Your mission is to develop a testing protocol, i.e. an algorithm for what tests to run in what order. The simplest example (proposed in that article linked above) would be: Test non-overlapping groups, and if the test is positive, test each individual within the group. But is there a better way?

Score your algorithm's success on some combination of: (1) minimal total expected number of tests, (2) trying not to ask people for too many samples (lower priority on this one I think[1]), (3) false positive and false negative rates for individuals, (4) minimal serial time (i.e., minimal number of steps where we need results from step N to figure out what tests to run in step N+1).

(I'm not sure how to combine these criteria into a single score that reflects practical goals; if anyone knows, please comment. Or tell me if I'm leaving something out.)

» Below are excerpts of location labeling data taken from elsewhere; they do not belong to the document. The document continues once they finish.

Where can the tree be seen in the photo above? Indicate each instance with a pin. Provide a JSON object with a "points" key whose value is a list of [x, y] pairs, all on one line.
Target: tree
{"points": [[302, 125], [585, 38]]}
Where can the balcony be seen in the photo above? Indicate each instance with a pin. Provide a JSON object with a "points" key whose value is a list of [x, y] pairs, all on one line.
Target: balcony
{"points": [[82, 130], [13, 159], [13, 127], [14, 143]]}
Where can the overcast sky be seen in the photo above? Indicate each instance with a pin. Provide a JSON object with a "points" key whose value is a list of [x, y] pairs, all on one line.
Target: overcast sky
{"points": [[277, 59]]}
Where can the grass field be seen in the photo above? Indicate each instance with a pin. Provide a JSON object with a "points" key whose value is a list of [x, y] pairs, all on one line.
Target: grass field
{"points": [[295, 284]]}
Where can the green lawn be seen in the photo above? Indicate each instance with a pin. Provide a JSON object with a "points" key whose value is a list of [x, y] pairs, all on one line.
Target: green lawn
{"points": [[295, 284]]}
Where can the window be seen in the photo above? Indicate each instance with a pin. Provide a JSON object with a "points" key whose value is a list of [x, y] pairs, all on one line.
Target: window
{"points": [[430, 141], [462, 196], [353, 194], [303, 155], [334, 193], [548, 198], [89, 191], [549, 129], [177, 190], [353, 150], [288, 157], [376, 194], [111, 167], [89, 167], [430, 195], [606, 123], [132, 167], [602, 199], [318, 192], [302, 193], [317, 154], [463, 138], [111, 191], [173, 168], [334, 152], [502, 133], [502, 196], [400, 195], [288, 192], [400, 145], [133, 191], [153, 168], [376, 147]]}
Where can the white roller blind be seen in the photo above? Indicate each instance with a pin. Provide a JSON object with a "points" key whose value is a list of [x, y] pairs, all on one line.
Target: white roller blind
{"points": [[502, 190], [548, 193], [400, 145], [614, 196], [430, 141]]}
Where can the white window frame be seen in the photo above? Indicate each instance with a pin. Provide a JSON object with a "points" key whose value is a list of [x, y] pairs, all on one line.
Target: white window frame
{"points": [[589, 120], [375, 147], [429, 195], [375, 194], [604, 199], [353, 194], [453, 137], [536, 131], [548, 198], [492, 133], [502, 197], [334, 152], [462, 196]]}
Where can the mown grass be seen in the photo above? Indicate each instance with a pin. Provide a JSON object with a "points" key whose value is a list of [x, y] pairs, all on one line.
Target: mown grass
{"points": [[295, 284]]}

Bonus: What if we have prior information, in the form of a N×N correlation matrix? (This could reflect the fact that for cohabitants / colleagues / neighbors, it's likelier that both or neither have it.)


  1. The swabbing process is mildly unpleasant, so other things equal, better to not require lots of swabs. I don't know whether or not it's possible to split the sample one swab and put it into multiple test-pools. ↩︎

Answers

answer by John_Maxwell · 2020-03-22T06:59:18.196Z · LW(p) · GW(p)

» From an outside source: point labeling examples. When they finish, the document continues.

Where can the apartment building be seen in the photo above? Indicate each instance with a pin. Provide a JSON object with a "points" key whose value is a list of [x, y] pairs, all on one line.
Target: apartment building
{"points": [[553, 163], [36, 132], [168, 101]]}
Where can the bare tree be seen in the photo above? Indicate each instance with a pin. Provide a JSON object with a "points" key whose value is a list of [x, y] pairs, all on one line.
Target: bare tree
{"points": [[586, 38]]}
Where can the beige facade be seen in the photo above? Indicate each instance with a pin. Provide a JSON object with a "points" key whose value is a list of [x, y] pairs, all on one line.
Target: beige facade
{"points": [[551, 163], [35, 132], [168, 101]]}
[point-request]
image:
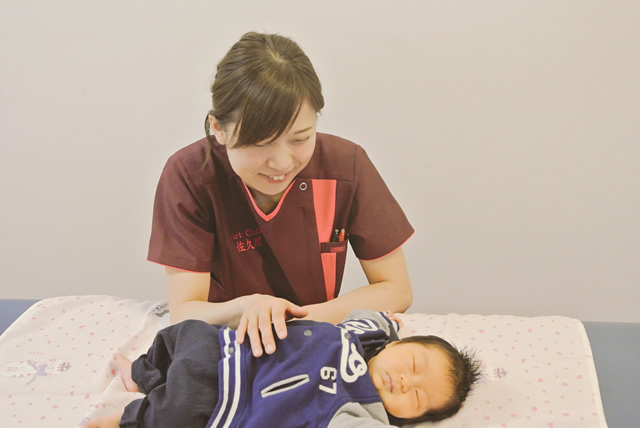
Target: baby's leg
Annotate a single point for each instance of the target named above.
(124, 367)
(109, 421)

This is a great question. However, I think we need to know more about the properties of the test before the problem is fully specified: What are the false positive and false negative rates, and how do these numbers change in the pool-testing case?

This FAQ on the CDC website links to this pdf on the FDA's website. I don't have the background to understand most of this, but I pasted some snippets that seem interesting below. Note that it appears this info only applies to a particular CDC-endorsed test being used in the US--I don't know what's in widespread use internationally.

Negative results do not preclude 2019-nCoV infection and should not be used as the sole basis for treatment or other patient management decisions. Negative results must be combined with clinical observations, patient history, and epidemiological information.

False negative rate could be high.

2019-nCoV Positive Control (nCoVPC)

For use as a positive control with the CDC 2019- nCoV Real-Time RT-PCR Diagnostic Panel procedure.

It sounds as though the standard test kit includes 4 test tubes of noninfectious material that should produce a positive test result if things are working properly. This could give a general sense of what dilution levels the test continues to be accurate at.

Page 32 of the PDF has a section labelled "2019-nCoV Markers (N1 and N2)" which keeps referencing "threshold lines". This makes me think that although the test is advertised as providing a discrete positive/negative outcome, it really gives a continuous output along with guidelines for discretization (but in theory this continuous output could be translated into a probabilistic assessment instead, if we had the necessary data and some theoretical understanding of what's going on).

Additionally, it might be possible to make a vague guess about the likely number of infected individuals in a pool as a function of these continuous parameters, esp. if combined with info re: where each is in their disease progression (see time series note below).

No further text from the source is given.